As an avid baseball fan, one part of fall I enjoy as much as the colorful leaves and crisp air is the postseason. I was excited to see both the Tampa Bay Rays and Los Angeles Dodgers in the playoffs again after facing each other in the World Series last year. I should note this fact did little to heal the familiar heartbreak the Cubs have provided to devoted fans like me this season.
While both the Rays and the Dodgers are great teams, what makes Tampa’s continuing success especially impressive is their meager payroll—around $70 million in 2021 compared to the Dodgers $267 million, which is the highest in baseball[1]. The discrepancy was similar last year, when the Dodgers’ payroll was about four times as much as the Rays[2].
Financial professionals can learn a lot from the Rays’ approach to building strong teams—even if they’re not baseball fans and despite the team’s heartbreaking loss to the Red Sox recently to end their postseason. In fact, by applying a similar strategy to their practices, they can support better retirement outcomes for their clients and offer greater clarity and confidence. If you’re skeptical, please join me in a little baseball talk.
Moneyball Redefines The Art Of Winning
First, let’s briefly examine the Rays’ philosophy to roster-building. They are credited with improving on the “Moneyball” methodology pioneered by Oakland Athletics manager Billy Beane in the early 2000s[3]. The term became popular after author Michael Lewis published Moneyball: The Art of Winning an Unfair Game in 2003[4], which was later adapted into a popular movie starring Brad Pitt as Beane[5].
Faced with a tight budget, Beane and his staff shunned conventional baseball wisdom to compete with richer clubs. They theorized that traditional measures of a player’s worth like batting average or the “pop” of the ball off his bat didn’t represent his true contribution to winning. Using quantifiable traits that could be measured statistically, they found that certain attributes most teams barely considered were highly correlated with winning games[6].
For instance, they determined a player’s on-base percentage is one of the most important contributors to the success of a ball club[7]. Whether a player reached base from a hit or walk didn’t matter, so the more traditional batting average metric was far less important than many realized. By favoring slugging percentage—a measure of a hitter’s batting productivity—and other statistics that more reliably predict wins, they gained an edge over the big-market ball clubs with their roster of undervalued players that could compete against any team[8]. The Rays have been winning consistently by playing Moneyball some 20 years later.
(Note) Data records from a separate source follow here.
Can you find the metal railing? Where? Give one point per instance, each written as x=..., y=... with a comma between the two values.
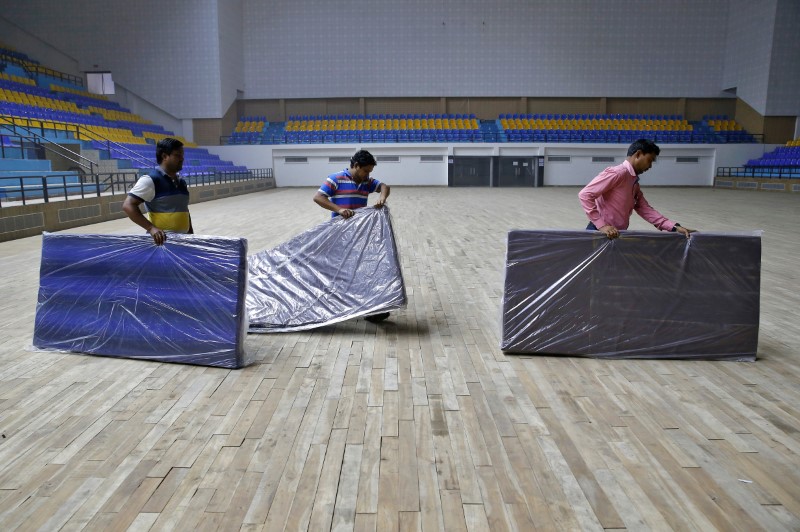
x=36, y=143
x=760, y=172
x=622, y=137
x=44, y=189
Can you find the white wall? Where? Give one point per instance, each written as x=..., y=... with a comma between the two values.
x=411, y=171
x=473, y=48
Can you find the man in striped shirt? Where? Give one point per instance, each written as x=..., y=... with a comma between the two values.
x=345, y=191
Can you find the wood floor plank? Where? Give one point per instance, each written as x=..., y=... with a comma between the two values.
x=420, y=422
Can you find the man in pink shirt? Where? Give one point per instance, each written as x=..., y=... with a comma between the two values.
x=611, y=197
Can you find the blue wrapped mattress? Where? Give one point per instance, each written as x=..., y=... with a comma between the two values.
x=123, y=296
x=643, y=295
x=341, y=269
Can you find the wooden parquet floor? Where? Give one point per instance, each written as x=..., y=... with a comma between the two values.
x=418, y=423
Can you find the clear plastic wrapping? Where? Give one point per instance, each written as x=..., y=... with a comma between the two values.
x=341, y=269
x=123, y=296
x=642, y=295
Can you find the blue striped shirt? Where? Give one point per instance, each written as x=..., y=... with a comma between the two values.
x=344, y=192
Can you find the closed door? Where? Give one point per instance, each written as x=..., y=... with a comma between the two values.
x=517, y=172
x=471, y=172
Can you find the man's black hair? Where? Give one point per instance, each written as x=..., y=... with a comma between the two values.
x=362, y=158
x=166, y=146
x=646, y=145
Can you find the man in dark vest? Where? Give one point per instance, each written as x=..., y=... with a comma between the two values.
x=164, y=193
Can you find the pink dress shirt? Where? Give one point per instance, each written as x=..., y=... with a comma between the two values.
x=611, y=197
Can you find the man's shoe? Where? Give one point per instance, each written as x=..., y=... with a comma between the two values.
x=375, y=318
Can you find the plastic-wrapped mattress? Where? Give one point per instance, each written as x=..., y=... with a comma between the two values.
x=341, y=269
x=643, y=295
x=123, y=296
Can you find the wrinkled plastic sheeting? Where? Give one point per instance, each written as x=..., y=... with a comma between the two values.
x=123, y=296
x=339, y=270
x=642, y=295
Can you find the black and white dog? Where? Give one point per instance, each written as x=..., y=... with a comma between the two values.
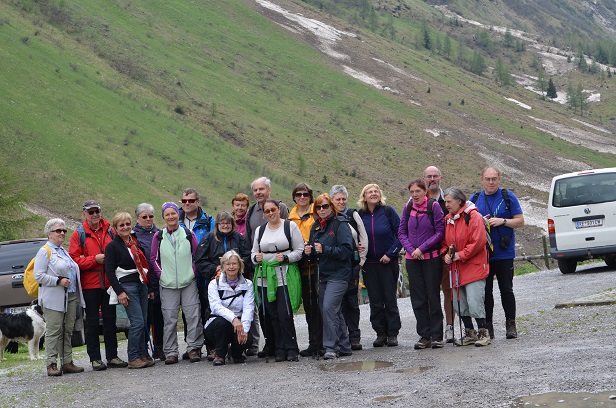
x=26, y=326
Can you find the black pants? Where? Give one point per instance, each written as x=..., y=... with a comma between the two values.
x=350, y=307
x=381, y=281
x=99, y=299
x=219, y=334
x=425, y=287
x=310, y=299
x=503, y=270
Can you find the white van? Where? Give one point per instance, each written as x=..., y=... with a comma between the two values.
x=582, y=218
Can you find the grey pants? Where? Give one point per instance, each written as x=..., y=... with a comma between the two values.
x=472, y=297
x=53, y=335
x=171, y=300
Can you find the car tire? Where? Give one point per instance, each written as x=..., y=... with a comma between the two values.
x=567, y=265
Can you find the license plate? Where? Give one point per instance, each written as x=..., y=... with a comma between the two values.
x=589, y=223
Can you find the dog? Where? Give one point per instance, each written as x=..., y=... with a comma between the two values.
x=28, y=326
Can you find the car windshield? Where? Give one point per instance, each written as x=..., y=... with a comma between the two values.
x=585, y=189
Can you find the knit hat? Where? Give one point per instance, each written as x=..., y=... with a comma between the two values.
x=170, y=204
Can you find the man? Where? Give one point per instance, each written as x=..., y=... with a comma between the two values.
x=261, y=190
x=87, y=248
x=432, y=178
x=502, y=210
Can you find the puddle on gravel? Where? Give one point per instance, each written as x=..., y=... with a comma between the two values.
x=386, y=398
x=568, y=400
x=356, y=366
x=414, y=370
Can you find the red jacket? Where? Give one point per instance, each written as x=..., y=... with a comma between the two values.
x=469, y=242
x=92, y=274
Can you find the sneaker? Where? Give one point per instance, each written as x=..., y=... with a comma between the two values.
x=470, y=337
x=98, y=365
x=71, y=368
x=512, y=332
x=116, y=363
x=449, y=333
x=422, y=344
x=483, y=338
x=437, y=344
x=380, y=341
x=52, y=370
x=330, y=355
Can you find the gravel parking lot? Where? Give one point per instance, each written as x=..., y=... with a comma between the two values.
x=560, y=350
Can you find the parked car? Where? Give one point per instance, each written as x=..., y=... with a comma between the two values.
x=582, y=218
x=14, y=258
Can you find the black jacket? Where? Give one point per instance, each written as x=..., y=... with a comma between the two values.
x=210, y=250
x=335, y=261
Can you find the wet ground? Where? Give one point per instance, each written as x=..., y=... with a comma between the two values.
x=564, y=357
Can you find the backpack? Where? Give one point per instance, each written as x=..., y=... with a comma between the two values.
x=30, y=284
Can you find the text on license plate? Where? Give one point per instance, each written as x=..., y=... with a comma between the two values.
x=589, y=223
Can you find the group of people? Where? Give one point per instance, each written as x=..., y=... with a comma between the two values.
x=254, y=266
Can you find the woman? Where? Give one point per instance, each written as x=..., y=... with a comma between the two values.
x=173, y=251
x=240, y=204
x=466, y=254
x=331, y=239
x=144, y=231
x=126, y=268
x=421, y=231
x=231, y=299
x=381, y=269
x=59, y=296
x=277, y=246
x=350, y=302
x=302, y=215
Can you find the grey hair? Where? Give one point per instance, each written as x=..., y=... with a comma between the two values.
x=338, y=189
x=143, y=207
x=456, y=193
x=53, y=222
x=265, y=180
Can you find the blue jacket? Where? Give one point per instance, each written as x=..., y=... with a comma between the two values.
x=382, y=233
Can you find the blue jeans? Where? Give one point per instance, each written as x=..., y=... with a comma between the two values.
x=137, y=311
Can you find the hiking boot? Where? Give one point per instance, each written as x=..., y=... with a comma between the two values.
x=194, y=356
x=449, y=333
x=71, y=368
x=116, y=363
x=52, y=370
x=484, y=338
x=470, y=337
x=98, y=365
x=137, y=363
x=512, y=332
x=422, y=344
x=380, y=341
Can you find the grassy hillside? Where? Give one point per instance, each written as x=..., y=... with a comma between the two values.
x=134, y=101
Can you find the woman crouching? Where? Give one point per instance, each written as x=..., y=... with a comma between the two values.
x=231, y=300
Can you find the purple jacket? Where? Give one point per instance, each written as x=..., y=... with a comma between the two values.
x=417, y=231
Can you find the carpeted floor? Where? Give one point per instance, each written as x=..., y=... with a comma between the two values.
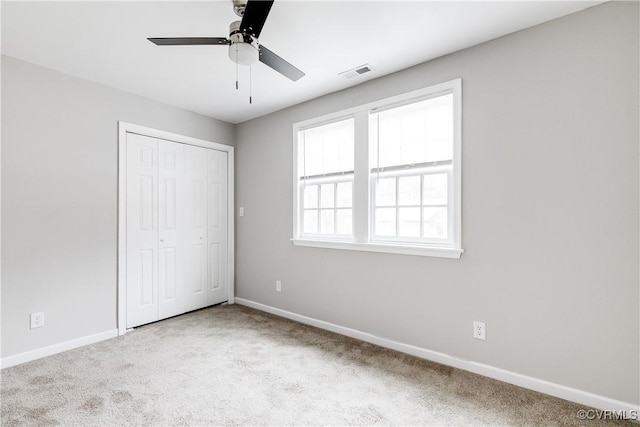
x=231, y=365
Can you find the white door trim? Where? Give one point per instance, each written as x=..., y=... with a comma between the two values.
x=123, y=128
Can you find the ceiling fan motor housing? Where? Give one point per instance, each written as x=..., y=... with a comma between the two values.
x=239, y=6
x=244, y=49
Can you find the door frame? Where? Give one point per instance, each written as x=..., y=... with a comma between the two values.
x=123, y=129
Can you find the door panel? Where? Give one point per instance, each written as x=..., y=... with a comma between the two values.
x=177, y=228
x=142, y=238
x=194, y=227
x=217, y=234
x=171, y=251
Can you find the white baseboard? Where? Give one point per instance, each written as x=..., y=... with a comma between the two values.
x=38, y=353
x=542, y=386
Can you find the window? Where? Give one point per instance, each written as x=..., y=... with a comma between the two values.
x=384, y=176
x=326, y=184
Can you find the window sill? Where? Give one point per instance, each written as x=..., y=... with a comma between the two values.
x=418, y=250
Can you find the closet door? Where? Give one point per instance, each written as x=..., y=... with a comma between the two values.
x=142, y=230
x=170, y=248
x=217, y=233
x=194, y=228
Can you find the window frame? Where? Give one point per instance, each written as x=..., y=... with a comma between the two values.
x=363, y=211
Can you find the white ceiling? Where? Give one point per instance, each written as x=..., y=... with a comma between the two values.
x=106, y=42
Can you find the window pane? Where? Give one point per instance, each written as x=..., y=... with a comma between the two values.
x=310, y=221
x=327, y=149
x=386, y=192
x=409, y=190
x=326, y=221
x=344, y=221
x=434, y=222
x=434, y=190
x=327, y=199
x=409, y=222
x=415, y=133
x=344, y=196
x=385, y=222
x=311, y=196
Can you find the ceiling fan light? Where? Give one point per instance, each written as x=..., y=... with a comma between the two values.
x=244, y=53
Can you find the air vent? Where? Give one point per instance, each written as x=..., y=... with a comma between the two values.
x=355, y=72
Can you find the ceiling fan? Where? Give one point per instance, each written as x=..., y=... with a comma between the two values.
x=244, y=48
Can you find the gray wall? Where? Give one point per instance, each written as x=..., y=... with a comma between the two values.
x=550, y=216
x=59, y=199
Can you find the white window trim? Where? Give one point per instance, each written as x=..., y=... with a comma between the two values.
x=362, y=186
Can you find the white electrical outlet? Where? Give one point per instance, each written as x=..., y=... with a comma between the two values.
x=479, y=331
x=37, y=320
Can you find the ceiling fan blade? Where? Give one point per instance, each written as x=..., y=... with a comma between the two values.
x=255, y=14
x=280, y=65
x=177, y=41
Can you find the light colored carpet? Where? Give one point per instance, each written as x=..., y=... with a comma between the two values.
x=231, y=365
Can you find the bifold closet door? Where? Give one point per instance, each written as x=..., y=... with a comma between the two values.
x=194, y=229
x=217, y=233
x=171, y=251
x=142, y=230
x=177, y=228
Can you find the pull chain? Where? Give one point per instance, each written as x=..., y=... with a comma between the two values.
x=250, y=86
x=236, y=67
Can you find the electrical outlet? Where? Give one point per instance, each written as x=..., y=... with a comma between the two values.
x=37, y=320
x=479, y=331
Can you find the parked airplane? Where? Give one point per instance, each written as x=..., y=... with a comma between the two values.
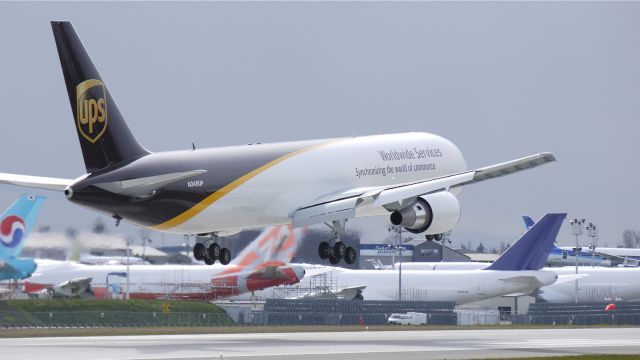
x=15, y=224
x=414, y=177
x=262, y=264
x=516, y=271
x=594, y=283
x=600, y=256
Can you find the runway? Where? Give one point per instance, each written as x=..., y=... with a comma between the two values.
x=405, y=345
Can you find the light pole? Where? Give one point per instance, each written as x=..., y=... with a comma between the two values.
x=399, y=249
x=576, y=229
x=592, y=232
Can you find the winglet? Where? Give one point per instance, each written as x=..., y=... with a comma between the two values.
x=531, y=250
x=528, y=221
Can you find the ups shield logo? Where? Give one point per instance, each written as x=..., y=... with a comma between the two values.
x=91, y=110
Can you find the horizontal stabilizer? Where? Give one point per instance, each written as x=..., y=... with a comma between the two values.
x=35, y=181
x=529, y=281
x=145, y=186
x=569, y=278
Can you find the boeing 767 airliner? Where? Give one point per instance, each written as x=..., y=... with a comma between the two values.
x=413, y=177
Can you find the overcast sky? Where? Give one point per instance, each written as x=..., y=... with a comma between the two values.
x=500, y=80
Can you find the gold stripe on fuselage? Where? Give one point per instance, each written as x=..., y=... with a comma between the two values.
x=199, y=207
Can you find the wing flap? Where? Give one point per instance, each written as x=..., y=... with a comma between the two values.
x=145, y=186
x=343, y=205
x=510, y=167
x=39, y=182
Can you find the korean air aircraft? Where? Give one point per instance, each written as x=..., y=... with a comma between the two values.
x=413, y=178
x=262, y=264
x=17, y=221
x=517, y=270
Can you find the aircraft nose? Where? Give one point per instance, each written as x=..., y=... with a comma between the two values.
x=548, y=278
x=299, y=271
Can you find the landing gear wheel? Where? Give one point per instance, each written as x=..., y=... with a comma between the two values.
x=350, y=255
x=214, y=252
x=339, y=249
x=198, y=251
x=324, y=250
x=225, y=256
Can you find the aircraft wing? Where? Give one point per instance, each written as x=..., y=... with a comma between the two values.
x=39, y=182
x=344, y=205
x=147, y=185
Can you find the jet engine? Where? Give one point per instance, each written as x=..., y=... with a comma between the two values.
x=430, y=214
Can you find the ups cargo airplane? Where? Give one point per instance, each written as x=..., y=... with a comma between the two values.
x=414, y=177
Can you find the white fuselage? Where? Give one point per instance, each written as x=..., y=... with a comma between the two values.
x=597, y=284
x=160, y=281
x=460, y=286
x=340, y=167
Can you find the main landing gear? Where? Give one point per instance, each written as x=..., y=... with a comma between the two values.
x=209, y=251
x=339, y=250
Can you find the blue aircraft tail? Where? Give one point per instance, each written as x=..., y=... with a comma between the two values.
x=528, y=221
x=16, y=223
x=531, y=250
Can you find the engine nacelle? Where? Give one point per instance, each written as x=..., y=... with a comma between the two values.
x=430, y=214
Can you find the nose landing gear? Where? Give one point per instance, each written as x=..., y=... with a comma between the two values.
x=339, y=250
x=209, y=251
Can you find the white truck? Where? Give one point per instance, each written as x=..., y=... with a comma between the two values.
x=410, y=318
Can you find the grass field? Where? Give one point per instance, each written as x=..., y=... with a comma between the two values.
x=69, y=305
x=109, y=313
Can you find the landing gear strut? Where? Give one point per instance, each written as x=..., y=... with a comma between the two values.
x=209, y=251
x=339, y=250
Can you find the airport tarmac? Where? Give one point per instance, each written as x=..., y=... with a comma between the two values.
x=374, y=345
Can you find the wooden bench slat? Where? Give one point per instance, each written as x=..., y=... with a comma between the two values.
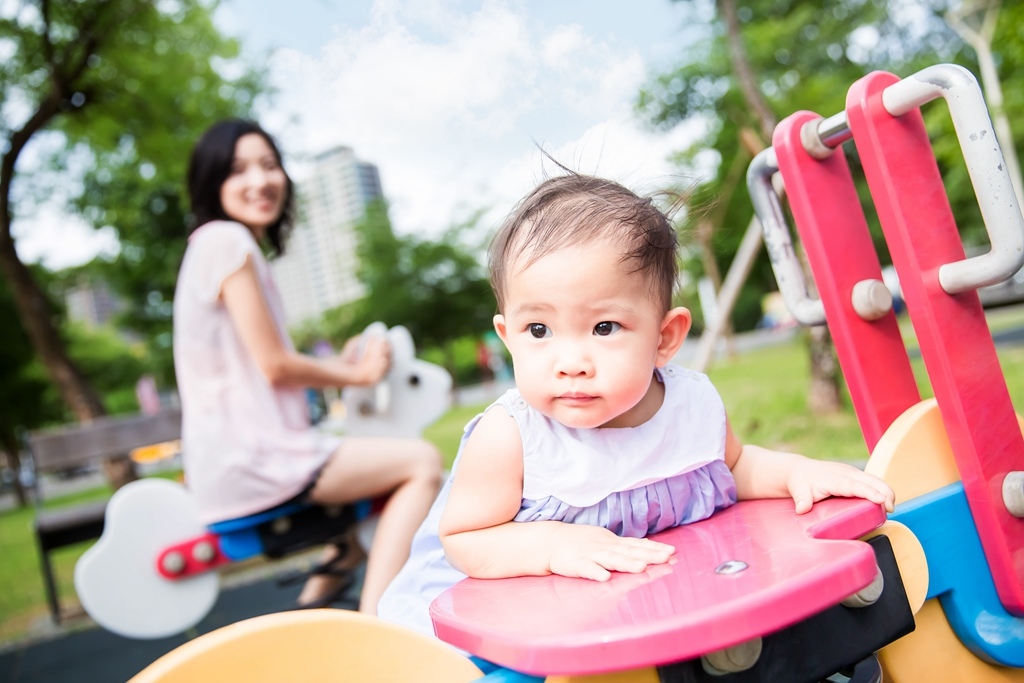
x=108, y=437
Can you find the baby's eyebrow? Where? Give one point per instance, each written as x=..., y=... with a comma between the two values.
x=532, y=308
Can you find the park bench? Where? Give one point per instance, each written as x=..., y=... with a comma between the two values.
x=73, y=446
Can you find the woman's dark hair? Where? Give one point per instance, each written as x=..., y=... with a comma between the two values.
x=211, y=164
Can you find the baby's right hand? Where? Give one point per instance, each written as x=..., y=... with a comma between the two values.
x=594, y=552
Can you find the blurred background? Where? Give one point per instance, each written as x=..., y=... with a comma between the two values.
x=410, y=129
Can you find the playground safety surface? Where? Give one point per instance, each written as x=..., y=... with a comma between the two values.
x=95, y=655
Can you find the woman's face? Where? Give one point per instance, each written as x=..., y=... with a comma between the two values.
x=254, y=191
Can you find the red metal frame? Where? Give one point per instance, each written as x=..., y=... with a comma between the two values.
x=953, y=335
x=834, y=231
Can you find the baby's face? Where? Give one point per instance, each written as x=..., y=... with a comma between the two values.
x=584, y=336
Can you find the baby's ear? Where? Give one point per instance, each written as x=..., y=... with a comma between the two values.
x=675, y=327
x=499, y=322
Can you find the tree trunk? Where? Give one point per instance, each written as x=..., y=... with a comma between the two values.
x=823, y=395
x=10, y=450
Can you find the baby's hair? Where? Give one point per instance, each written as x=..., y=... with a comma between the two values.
x=576, y=209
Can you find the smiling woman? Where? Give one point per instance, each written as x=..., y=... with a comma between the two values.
x=247, y=438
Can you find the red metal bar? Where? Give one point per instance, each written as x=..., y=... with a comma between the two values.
x=832, y=226
x=955, y=343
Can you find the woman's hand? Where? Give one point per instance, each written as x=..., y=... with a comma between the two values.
x=813, y=480
x=372, y=365
x=594, y=552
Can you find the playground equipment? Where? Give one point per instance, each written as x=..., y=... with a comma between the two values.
x=955, y=462
x=153, y=574
x=757, y=593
Retirement Planning: Telling The Whole Story
The way Beane defined winning attributes in baseball also can be applied to successful financial planning. We often do a good job on the financial part without considering what a winning financial plan really looks like through the eyes of clients. In the process, we can focus too much on success as measured by financial planning software—think batting average—that doesn’t really tell the whole story.
Most financial planning software relies on probabilities from random Monte Carlo trials. It can advise you how often a client is likely to run out of money before the end of their plan or the likelihood they will meet their financial goals[9]. If a client can meet these goals in 850 out of 1,000 randomized trails, then the plan would have an 85% probability of success.
There is certainly nothing wrong with an 85% success rate and no doubt that Monte Carlo is a great way to determine how a specific recommendation might affect the plan or whether it’s significantly better or worse than another. However, if all you’re considering is this probability, you and your client aren’t getting the whole story.
For example, imagine retirement plans A and B both have an 85% probability of success but in Plan A, only 20% of the projected expenses are covered by guaranteed income. We know most retirees spend the money that comes in as regular income flow and try to preserve their assets, instead of spending down their savings[10]. For this reason, if Plan B includes a guaranteed income product such as an annuity to cover a higher portion of expenses than Plan A, most clients would likely consider it a more favorable plan.
In other words, just as two players with similar batting averages can have very different impacts on a team, two plans with identical probabilities of success can deliver vastly different client experiences. We can also consider how the plan fares in an extreme bear market trial — whether it fails at 20 or 25 years into the plan—or the magnitude of the shortfall, whether it involves going broke by a dollar or $10 million[11]. A Monte Carlo’s probability doesn’t provide this information, although from a client’s lens, these are important variables.